Corydon Thomas J, Bek Toke
Department of Biomedicine, Hoegh Guldbergs Gade 10, Aarhus University, 8000, Aarhus C, Denmark; Department of Ophthalmology, Aarhus University Hospital, Palle Juul-Jensens Boulevard 99, 8200, Aarhus N, Denmark.
Department of Ophthalmology, Aarhus University Hospital, Palle Juul-Jensens Boulevard 99, 8200, Aarhus N, Denmark.
Prog Retin Eye Res. 2025 Jan;104:101323. doi: 10.1016/j.preteyeres.2024.101323. Epub 2024 Dec 11.
Anti-vascular endothelial growth factor (VEGF) therapies have revolutionized the treatment of neovascular age-related macular degeneration (nAMD) and other retinal diseases. However, the necessity for repeated intravitreal injections and the observation of variable treatment responses calls for new treatment modalities where fewer and more effective interventions can result in a clinical effect. Gene therapy might be such an alternative, and therefore the development and clinical application of gene therapy aimed at modifying gene expression has received considerable attention. The article reviews current knowledge of the background, pathophysiological mechanisms, technologies, limitations, and future directions for gene therapy aimed at modifying the synthesis of compounds involved in acquired and senescent retinal disease. The authors have contributed to the field by developing gene therapy to reduce the expression of vascular endothelial growth factor (VEGF), as well as multiple gene therapy for simultaneous downregulation of the synthesis of VEGF and upregulation of pigment epithelium-derived factor (PEDF) using adeno-associated virus (AAV) vectors. It is suggested that such multi-target gene therapy might be included in future treatments of retinal diseases where the underlying mechanisms are complex and cannot be attributed to one specific mediator. Such diseases might include dry AMD (dAMD) with geographic atrophy, but also diabetic macular edema (DME) and retinal vein occlusion (RVO). Gene therapy can be expected to be most beneficial for the patients in need of multiple intra-vitreal injections and in whom the therapeutic response is insufficient. It is concluded, that in parallel with basic research, there is a need for clinical studies aimed at identifying factors that can be used to identify patients who will benefit from gene therapy already at the time of diagnosis of the retinal disease.
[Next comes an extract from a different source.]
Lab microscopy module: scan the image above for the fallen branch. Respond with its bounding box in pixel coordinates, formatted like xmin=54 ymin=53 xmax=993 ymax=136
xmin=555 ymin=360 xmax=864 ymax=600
抗血管内皮生长因子(VEGF)疗法彻底改变了新生血管性年龄相关性黄斑变性(nAMD)及其他视网膜疾病的治疗方式。然而,由于需要反复进行玻璃体内注射,且观察到治疗反应存在差异,因此需要新的治疗模式,即采用更少且更有效的干预措施就能产生临床效果。基因治疗可能是一种选择,因此旨在改变基因表达的基因治疗的开发和临床应用受到了广泛关注。本文综述了旨在改变与获得性和衰老性视网膜疾病相关化合物合成的基因治疗的背景、病理生理机制、技术、局限性及未来方向的现有知识。作者通过开发基因治疗来降低血管内皮生长因子(VEGF)的表达,以及利用腺相关病毒(AAV)载体同时下调VEGF合成和上调色素上皮衍生因子(PEDF)的多基因治疗,为该领域做出了贡献。有人认为,这种多靶点基因治疗可能会被纳入未来视网膜疾病的治疗中,这些疾病的潜在机制复杂,不能归因于一种特定的介质。此类疾病可能包括伴有地图样萎缩的干性年龄相关性黄斑变性(dAMD),还有糖尿病性黄斑水肿(DME)和视网膜静脉阻塞(RVO)。基因治疗预计对需要多次玻璃体内注射且治疗反应不足的患者最为有益。结论是,在进行基础研究的同时,需要开展临床研究,以确定在视网膜疾病诊断时可用于识别将从基因治疗中获益的患者的因素。